De tout. De la lecture d’un article dans un journal, d’avoir vu passer une personne devant moi, au feu rouge, ou sans savoir pourquoi, ou parce qu’on me demande si je ne voudrais pas écrire un poème sur la musique et, à peine la question est-elle posée il me vient une idée de musique qui se dégage du bruit et on se demande dans le poème, par la musique et le mouvement du poème mêmes, qu’est-ce qui est bruit ou musique, individu ou foule.
Ou encore en entrant dans une pièce, un regard dans l’angle de la porte, et la géométrie des ombres et des lumières semble appeler un poème en trois strophes qui se partageraient, de manière analogue, ombres et lumières.
Ou encore, parce qu’une amie me parle de ce qu’elle vit comme une insulte et plus encore une dépossession : d’être victime de clichés, et qu’elle me demande si je ne pourrais pas écrire des poèmes en marge d’un roman écrit à cinq écrivains qui se révoltent contre les clichés qui les caricaturent, eux et tous les habitants de leur île, – alors je pars dans une rêverie, une réflexion sur ce que sont les clichés et comment ils se fabriquent tous les jours, selon quelles règles rhétoriques, selon quelles déformations systématiques de notre vision du monde, et de là, actionnant en quelque sorte la même vis sans fin mais dans l’autre sens, se dégage toute une manière d’écrire des poèmes en lutte ironique ou colérique contre les clichés – laquelle manière ou méthode ou disposition d’esprit se met à engendrer enfin des poèmes.

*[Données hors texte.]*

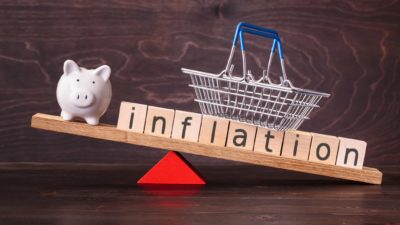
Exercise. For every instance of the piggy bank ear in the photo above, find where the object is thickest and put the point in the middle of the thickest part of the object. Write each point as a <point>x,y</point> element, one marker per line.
<point>104,72</point>
<point>70,66</point>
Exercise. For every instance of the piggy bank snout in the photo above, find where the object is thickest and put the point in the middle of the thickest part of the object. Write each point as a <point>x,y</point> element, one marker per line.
<point>82,98</point>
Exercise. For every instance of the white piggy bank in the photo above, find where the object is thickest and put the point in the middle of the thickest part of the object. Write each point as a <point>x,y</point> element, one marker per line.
<point>84,93</point>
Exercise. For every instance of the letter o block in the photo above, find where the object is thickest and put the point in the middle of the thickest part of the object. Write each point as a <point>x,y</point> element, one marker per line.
<point>324,149</point>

De tout et de toutes les manières possibles.
À chaque fois qu’on invente un poème on invente aussi une manière de faire des poèmes.
Réponse à une question de Grégory, classe de troisième.
Une des questions posées par les classes de Madame Caroline Schuhmann-Lepley, collège E. Herriot, dans le cadre d’une résidence organisée par Cathie Barreau et Guénaël Boutouillet.